There's always potential to tap water, just want to point out that you may get the Ward report and still be in the same position of diluting water & adding salts if it comes back with high alkalinity or an ion unusually high for brewing. Or not like the previous poster. I wish my tap water had an alkalinity <350ppm CaCO3.

Buying RO water will add about 10% extra cost to the beer, but doing it vs brewing blindly with tap water could jeaprodize the other 90% of the cost invested in ingredients. I also agree that brewing larger volumes makes buying RO water at a store harder but probably not the case for a first-time all-grain brew.

I also buy distilled water only for Starsan and reuse it for months, and spring water for yeast starters without any additions other than yeast nutrient. Those purchases last a long time.
 
My water is good drinking water. I use it as is for mashing and make great beer. I don't worry about water adjustments.
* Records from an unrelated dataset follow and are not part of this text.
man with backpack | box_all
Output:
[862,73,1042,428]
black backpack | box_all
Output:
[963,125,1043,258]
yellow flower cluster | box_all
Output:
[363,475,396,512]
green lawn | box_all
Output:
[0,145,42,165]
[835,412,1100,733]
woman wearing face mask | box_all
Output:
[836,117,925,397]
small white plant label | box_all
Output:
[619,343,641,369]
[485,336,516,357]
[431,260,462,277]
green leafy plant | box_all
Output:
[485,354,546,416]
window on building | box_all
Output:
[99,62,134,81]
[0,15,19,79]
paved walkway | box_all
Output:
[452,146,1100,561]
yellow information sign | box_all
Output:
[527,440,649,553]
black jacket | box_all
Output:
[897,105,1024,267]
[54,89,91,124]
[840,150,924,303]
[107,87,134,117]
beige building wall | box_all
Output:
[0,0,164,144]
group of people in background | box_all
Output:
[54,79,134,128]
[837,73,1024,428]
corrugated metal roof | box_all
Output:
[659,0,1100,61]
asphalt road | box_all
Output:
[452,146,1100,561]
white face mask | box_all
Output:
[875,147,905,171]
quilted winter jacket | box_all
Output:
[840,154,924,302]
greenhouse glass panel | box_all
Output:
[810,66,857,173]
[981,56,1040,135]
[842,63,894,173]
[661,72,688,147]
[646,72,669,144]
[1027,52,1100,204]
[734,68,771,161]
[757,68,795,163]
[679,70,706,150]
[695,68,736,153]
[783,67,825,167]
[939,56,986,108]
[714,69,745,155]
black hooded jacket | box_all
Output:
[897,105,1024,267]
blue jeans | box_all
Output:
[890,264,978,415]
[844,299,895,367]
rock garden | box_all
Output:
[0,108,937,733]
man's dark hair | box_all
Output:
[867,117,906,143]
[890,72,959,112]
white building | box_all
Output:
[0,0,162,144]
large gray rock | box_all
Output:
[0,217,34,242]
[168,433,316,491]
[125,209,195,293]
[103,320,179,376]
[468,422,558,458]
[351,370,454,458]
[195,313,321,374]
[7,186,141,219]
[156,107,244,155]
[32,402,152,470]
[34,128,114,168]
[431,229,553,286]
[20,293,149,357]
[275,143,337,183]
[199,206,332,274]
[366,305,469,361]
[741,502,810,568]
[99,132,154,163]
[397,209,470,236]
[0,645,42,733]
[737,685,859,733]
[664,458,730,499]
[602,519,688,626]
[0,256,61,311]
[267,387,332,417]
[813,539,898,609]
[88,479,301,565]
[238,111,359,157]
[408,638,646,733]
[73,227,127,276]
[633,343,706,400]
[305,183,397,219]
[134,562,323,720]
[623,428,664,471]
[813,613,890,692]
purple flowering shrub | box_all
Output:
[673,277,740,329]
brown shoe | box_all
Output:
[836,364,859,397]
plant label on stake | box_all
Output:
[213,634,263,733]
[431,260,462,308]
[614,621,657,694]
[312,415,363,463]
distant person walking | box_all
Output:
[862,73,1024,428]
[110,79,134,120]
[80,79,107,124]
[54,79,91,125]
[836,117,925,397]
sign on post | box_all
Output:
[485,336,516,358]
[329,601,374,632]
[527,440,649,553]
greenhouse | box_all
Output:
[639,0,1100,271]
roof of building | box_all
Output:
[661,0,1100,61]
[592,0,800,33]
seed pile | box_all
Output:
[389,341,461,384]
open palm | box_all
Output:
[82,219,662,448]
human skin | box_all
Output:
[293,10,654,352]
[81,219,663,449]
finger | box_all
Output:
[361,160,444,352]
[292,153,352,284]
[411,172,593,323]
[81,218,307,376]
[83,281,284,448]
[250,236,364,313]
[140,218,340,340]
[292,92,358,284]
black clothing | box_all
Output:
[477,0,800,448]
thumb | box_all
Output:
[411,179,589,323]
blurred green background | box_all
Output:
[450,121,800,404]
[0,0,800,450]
Palmer said if it tastes good you can make good beer with it.
 
I have really hard water here in san antonio and it seems to make for decent homebrew.
 
I have really hard water here in san antonio and it seems to make for decent homebrew.


I also am in San Antonio. It makes a great stout as is, but for pales I dilute 75% with distilled water. I then build it back using gypsum, CaCl, Baking Soda, Epsom Salts and an 1 - 2 oz of Acid Malt.

I used EZ water spreadsheet to dial in the amounts for mash and sparge water.